Operating electronics in the deep ocean is notoriously difficult. A single puncture usually ruins an underwater sensor, leaving divers and marine robots with failing equipment and zero options for on-the-spot repair.
Now, a research team at the National University of Singapore (NUS) has engineered a game-changing solution: a self-healing, self-powered electronic skin that functions just like living tissue.
Published in Advanced Materials, the Self-healing Magnetoelectric Sensory System (SMES) can sense its surroundings, detect its own structural damage, and completely repair itself autonomously—even while fully submerged in seawater.
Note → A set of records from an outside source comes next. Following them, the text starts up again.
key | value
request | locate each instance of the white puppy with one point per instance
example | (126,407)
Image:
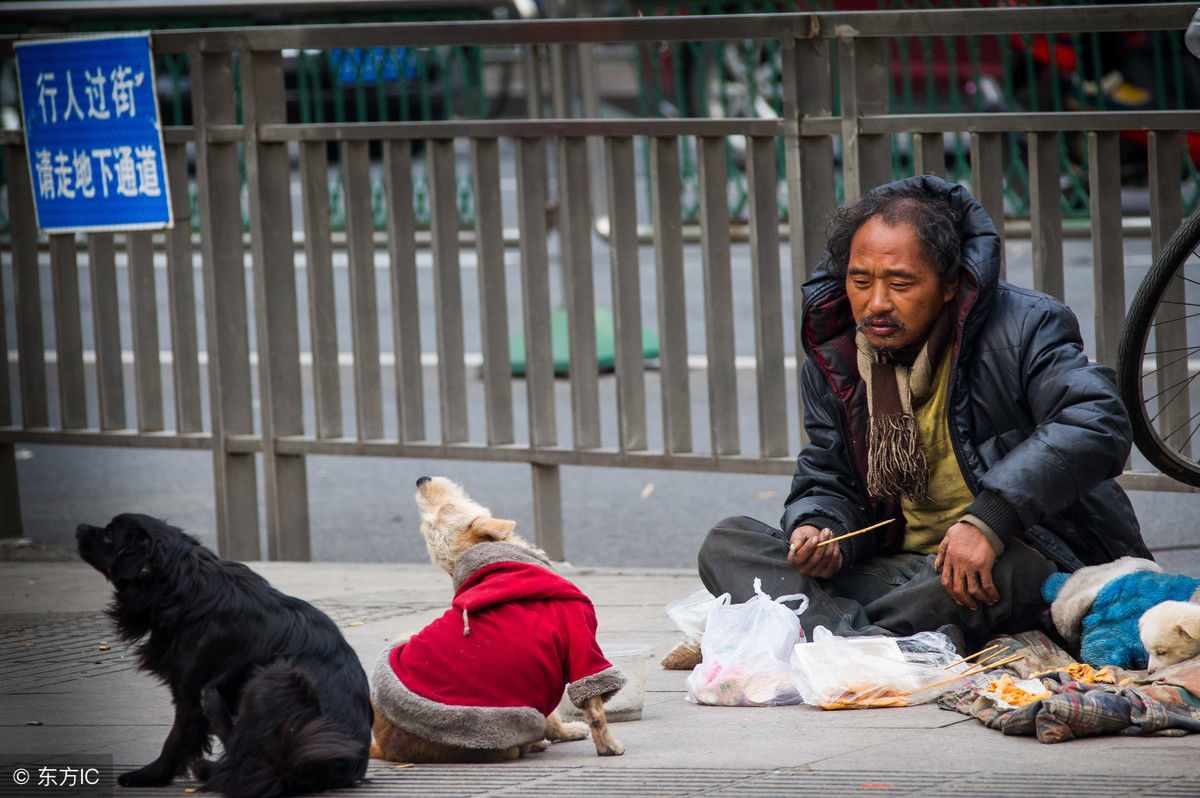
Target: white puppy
(1170,631)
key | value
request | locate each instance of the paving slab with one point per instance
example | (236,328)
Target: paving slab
(67,688)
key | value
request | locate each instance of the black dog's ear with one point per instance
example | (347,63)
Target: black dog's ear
(132,557)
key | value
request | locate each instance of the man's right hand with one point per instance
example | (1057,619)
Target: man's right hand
(810,559)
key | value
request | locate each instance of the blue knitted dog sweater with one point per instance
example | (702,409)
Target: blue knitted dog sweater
(1110,629)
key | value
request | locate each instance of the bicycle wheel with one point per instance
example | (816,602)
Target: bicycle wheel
(1158,359)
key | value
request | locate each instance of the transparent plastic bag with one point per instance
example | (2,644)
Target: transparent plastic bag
(745,648)
(690,612)
(857,672)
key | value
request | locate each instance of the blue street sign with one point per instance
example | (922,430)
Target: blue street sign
(93,133)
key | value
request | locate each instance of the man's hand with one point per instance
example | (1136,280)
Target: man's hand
(965,558)
(810,559)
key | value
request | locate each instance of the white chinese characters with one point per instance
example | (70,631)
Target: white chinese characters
(123,169)
(123,79)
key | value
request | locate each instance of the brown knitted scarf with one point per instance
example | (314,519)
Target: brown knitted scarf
(895,463)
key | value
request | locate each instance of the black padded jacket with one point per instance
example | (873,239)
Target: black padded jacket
(1038,430)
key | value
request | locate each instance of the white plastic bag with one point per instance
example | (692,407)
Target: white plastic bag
(745,648)
(690,613)
(856,672)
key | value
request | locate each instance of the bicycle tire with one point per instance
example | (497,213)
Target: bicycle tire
(1132,355)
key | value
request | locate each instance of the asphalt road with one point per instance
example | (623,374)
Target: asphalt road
(361,509)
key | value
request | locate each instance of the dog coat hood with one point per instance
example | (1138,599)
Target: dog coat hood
(487,672)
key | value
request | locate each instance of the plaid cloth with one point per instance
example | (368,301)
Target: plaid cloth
(1167,703)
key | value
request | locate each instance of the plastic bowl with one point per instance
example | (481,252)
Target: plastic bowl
(627,705)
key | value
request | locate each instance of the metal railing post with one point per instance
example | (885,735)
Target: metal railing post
(269,184)
(547,510)
(865,75)
(234,474)
(808,93)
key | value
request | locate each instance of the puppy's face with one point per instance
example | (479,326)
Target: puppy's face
(119,551)
(1170,631)
(451,522)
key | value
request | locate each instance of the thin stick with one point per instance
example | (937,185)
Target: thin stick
(981,669)
(1005,652)
(858,532)
(967,659)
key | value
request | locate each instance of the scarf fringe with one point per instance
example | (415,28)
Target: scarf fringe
(897,463)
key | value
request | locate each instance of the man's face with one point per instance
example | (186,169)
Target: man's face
(894,292)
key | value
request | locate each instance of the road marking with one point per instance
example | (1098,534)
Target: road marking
(469,359)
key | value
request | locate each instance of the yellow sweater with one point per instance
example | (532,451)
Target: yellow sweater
(948,493)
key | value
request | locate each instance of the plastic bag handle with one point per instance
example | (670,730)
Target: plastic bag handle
(803,598)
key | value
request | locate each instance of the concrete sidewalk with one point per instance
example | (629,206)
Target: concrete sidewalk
(69,689)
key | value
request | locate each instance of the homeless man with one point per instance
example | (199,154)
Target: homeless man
(955,403)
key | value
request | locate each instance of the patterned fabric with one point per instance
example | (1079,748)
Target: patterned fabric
(1165,703)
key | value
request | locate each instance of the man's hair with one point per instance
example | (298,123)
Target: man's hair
(930,214)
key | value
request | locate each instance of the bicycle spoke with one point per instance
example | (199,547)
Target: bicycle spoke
(1183,387)
(1177,318)
(1186,441)
(1187,352)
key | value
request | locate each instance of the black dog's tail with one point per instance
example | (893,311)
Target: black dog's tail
(318,755)
(282,745)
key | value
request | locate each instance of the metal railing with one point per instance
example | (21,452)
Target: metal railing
(265,405)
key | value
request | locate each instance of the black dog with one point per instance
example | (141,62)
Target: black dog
(268,673)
Mimicking Human Pain and Healing
Led by Assistant Professor Tan Yu Jun from the Department of Mechanical Engineering at the College of Design and Engineering, NUS, the team built the sensor by stacking layers of a highly stretchable elastomer laced with liquid-metal conductors.
- The “Pain” Response: When the material is cut, pricked, or punctured, its electrical resistance instantly spikes. This acts exactly like a biological pain response, immediately alerting the system to the location of the injury.
- Autonomous Repair: Built with reversible molecular bonds, the skin naturally knits back together when damaged edges touch. Needle pricks heal completely on their own within seconds, while more severe slices regain full functionality after brief mechanical pressure.
- Submerged Success: While most materials struggle to bond when wet, the SMES skin achieves nearly 100% healing efficiency underwater within 10 days.
Powered by Physics, Not Batteries
Batteries are a massive vulnerability in deep-sea environments. The SMES system bypasses this limitation entirely by generating its own electricity through electromagnetic induction.
Inside the skin, a tiny magnet sits adjacent to a liquid-metal wire coil. When an object presses the sensor or moves near it, the magnet shifts, inducing an electrical voltage. This allows the device to offer both tactile (touch) sensing and contactless proximity sensing without requiring a single battery.